I do not know of another writer who reached the top echelons rung by rung through the suffering of hardships. Financial difficulties put an end to his education in the eighth standard. He did manual labour including carrying stones. After five years he passed Madras matriculation; he followed it with the compounder exam. After a long military service he became a compounder in a government hospital for two years. Then he studied intermediate for two years. He went back to the compounder job for two years, which he had quit when he passed B.A and joined for M.A. In between he was announcer in All India Radio. It was while being a newsreader there that he became the first Cultural Development Officer in Public Relations Department. While being PRD Director, he became the first Managing Director of Film Development Corporation. He was the one who identified the picturesque land in Thiruvallam and established Chitranjali Studio.
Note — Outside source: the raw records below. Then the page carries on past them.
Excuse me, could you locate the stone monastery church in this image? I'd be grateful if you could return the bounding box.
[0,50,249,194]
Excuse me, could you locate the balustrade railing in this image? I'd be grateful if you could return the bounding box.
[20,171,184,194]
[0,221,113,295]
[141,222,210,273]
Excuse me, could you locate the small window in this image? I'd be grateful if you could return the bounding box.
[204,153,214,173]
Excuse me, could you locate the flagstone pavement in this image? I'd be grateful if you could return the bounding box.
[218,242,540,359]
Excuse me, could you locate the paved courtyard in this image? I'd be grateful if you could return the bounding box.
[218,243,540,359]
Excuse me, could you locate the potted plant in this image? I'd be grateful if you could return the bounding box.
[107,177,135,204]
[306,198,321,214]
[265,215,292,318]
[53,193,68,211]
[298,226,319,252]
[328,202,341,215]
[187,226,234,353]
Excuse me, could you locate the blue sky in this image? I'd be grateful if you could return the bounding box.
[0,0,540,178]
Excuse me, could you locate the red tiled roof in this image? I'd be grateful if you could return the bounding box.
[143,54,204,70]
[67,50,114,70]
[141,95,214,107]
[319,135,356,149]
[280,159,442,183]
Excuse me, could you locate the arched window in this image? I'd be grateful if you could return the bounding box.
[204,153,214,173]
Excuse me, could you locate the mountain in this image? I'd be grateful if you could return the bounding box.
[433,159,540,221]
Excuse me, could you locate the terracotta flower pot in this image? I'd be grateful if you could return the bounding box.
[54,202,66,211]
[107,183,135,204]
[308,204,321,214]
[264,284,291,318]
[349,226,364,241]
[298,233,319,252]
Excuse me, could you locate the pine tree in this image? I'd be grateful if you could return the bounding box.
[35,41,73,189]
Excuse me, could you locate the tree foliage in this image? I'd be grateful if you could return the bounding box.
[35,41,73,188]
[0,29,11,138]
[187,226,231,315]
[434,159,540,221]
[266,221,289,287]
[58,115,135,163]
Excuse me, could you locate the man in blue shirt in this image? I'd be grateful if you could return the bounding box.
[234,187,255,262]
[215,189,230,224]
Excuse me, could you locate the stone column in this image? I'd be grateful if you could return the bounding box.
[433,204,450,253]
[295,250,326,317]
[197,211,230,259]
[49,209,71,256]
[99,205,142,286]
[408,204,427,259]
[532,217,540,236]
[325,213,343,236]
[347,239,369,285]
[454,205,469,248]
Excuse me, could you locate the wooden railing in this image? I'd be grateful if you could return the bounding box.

What attracted me most in his personality was his boundless compassion for the disadvantaged.  He regularly looked after all patients who approached him with letters of writers and other friends from all parts of Kerala, through their entire treatment. He must have imbibed this compassion from the experiences he earned as a compounder in the hospital. He had a team to assist him in patient care. Prominent members of the team included novelist Pala Sreedharan who was his fellow compounder, Pongummood Krishnan Nair who was affectionately called seer by K. Balakrishnan who recognized his sincerity and capability, Thirumala Janardhanan Nair and friends’ wives and nurses Santhamma and Indira.

Wards 16, 17, 18 and 19 of Medical College were then known as ‘chronic wards’. Most of the neglected people from all wards were shifted to these wards after a few days. There were hardly any visitors for most of these chronically ill and helpless people. He made it a practice to visit these wards with some ‘inlands’ and help the patients to write letters to their homes. Often his companion in this activity was the writer and Public Relations Department employee Sukumaran Muthukulam.

A rusted cycle was his vehicle in the initial days. Then it became a scooter called ‘Fantabulous’. Friends dubbed it ambulance. It was in this same vehicle that we went to see Lalitha teacher, then a student at Neduganda Training College, secretly without her knowing. Of course this was the informal pennu kaanal which led to his marriage with her. Dr. K.N. Pai was a renowned doctor in the capital city. Since chettan had close relations with him and his family, the grapevine had it that ‘it is enough to see Vivekanandan to get to Pai sir quickly and get treated by him’.

G. Vivekanandan came to be known as the author of ‘Kallichellamma’. However the novel dearer to him and the one which is in fact much better is ‘Kallu’. Nobody else has handled the vernacular Malayalam of southern Travancore so well after C.V. Raman Pillai. That language is present in all his works.